Rotating to the maximum correlated space

Hi All

This week an extension to principle component analysis is described. This has nothing to do with Bayesian Statistics in anyway. The idea came to me a few months ago and I have found it quite useful since then.

Principle components analysis is a way of rotating a cloud of data to its eigen vectors in order of the size of their corresponding eigen values. In general this a good way to visualize high dimensional data as the maximum data variance is kept at the selected level of dimension reduction.

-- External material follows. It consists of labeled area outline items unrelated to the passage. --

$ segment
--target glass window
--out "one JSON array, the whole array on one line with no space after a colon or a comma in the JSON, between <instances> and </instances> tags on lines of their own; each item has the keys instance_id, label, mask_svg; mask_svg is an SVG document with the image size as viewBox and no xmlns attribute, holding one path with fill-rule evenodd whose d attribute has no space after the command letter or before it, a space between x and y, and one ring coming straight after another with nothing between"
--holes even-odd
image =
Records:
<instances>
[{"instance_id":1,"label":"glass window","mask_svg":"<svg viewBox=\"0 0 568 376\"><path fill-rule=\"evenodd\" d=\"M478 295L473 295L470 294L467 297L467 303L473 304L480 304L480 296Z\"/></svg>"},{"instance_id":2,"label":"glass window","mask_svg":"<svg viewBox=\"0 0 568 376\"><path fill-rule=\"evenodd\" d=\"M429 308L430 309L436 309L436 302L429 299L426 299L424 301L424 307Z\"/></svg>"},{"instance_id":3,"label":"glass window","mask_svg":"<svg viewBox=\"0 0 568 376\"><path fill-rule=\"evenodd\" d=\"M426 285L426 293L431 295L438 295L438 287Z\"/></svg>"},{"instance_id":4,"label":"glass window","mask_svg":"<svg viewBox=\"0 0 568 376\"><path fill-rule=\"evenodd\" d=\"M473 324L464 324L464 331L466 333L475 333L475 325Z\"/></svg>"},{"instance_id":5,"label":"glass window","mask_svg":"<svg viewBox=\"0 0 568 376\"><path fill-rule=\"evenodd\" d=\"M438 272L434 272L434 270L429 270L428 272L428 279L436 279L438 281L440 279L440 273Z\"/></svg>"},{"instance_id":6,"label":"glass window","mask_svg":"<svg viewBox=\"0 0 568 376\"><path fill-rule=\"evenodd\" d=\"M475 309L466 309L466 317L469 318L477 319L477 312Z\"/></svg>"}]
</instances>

My extension is to rotate the data to the dimension that maximize correlation with a known ranking vector (R).  For example I am almost always interested in how much money users have spent in my Games. So instead of rotating the cloud of game data to the vectors that have maximum variance I would like to rotate the data to the set of orthogonal vectors that have maximum correlation with each user’s spend.

Mathematically this quite simple instead of “arg-max-ing({\bf w}^t X^t X {\bf w}) / ({\bf w}^t {\bf w})   for {\bf w} the arg-max of  ({\bf w}^t [X^t R] [X^t R]^t {\bf w}) / ({\bf w}^t {\bf w})   is found. That is the X^t X is center multiplied by R R^t .

The noted racist and tobacco company flunky showed that the eigen vectors of the center matrix (e.g., X^tX ) are the solution set for problems of this class.

That’s it, tune in next time for Bayesian Neural Networks!

P.S. I have not appened any code because this is simply an application of the “eigen” function in r (i.e. “eigen(t(X)%*%X)” gives you basically the whole thing!)